WWVB is best known today for broadcasting time calibrated by the NIST-F1 cesium fountain atomic clock to an estimated 50 million radio-controlled clock radios, wall clocks, wristwatches and other timekeeping devices across the U.S. mainland. This year WWVB is celebrating its 50th year. But back in 1963, the station had an entirely different audience, broadcasting standard frequencies at the high accuracy needed by satellite and missile programs. The time signal, added two years later, then became a popular means of synchronizing power plants to prevent brownouts, and coordinating analog telephone networks.

Enhanced technology now allows any time-controlled device, such as refrigerators, microwave ovens, thermostats, motor vehicles, traffic light timers and lawn sprinkler systems to receive atomic time over the airwaves.

WWVB was not NIST's first foray into radio. This year marks the 91st anniversary of NIST's high-frequency radio station WWV, which shares the Fort Collins site.
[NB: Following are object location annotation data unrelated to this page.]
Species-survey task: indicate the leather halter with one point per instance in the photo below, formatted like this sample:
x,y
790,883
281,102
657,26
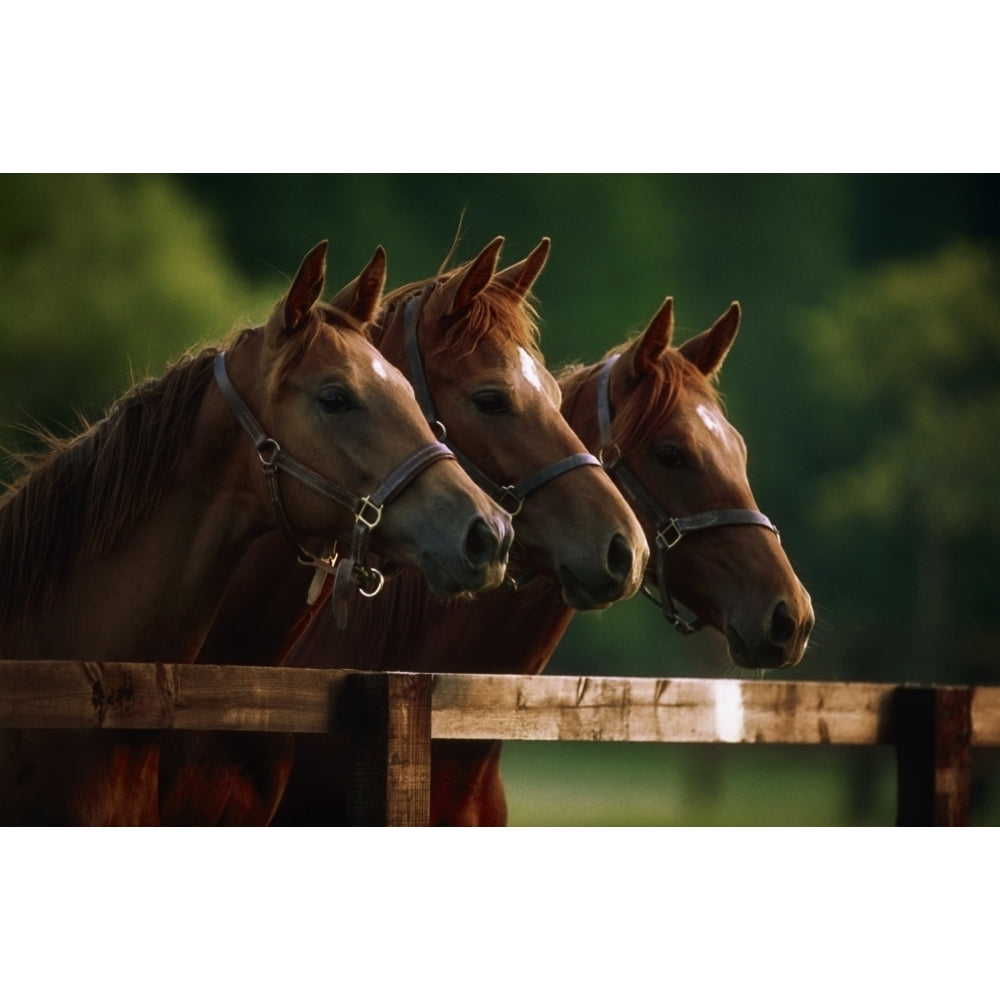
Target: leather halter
x,y
669,530
367,510
518,492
WWV began experimental broadcasts in Washington, D.C., in 1920, and continuous operations in 1923. The signal moved to Fort Collins in 1966.

Douglas Sutton grew up in Nebraska, and came to Colorado to “pursue his dreams and play in the snow”. He earned a Computer Digital Electronics degree at Red Rocks Community College before joining the NIST’s Microwave Metrology group in 1990. He earned his Electronics Engineering degree at CSU, before transferring to NOAA’s Space Forecast Center. In 1995 he returned to NIST’s Time and Frequency group to work for Radio Station WWV & WWVB. Sutton and his wife, “the girl of his dreams”, have two girls.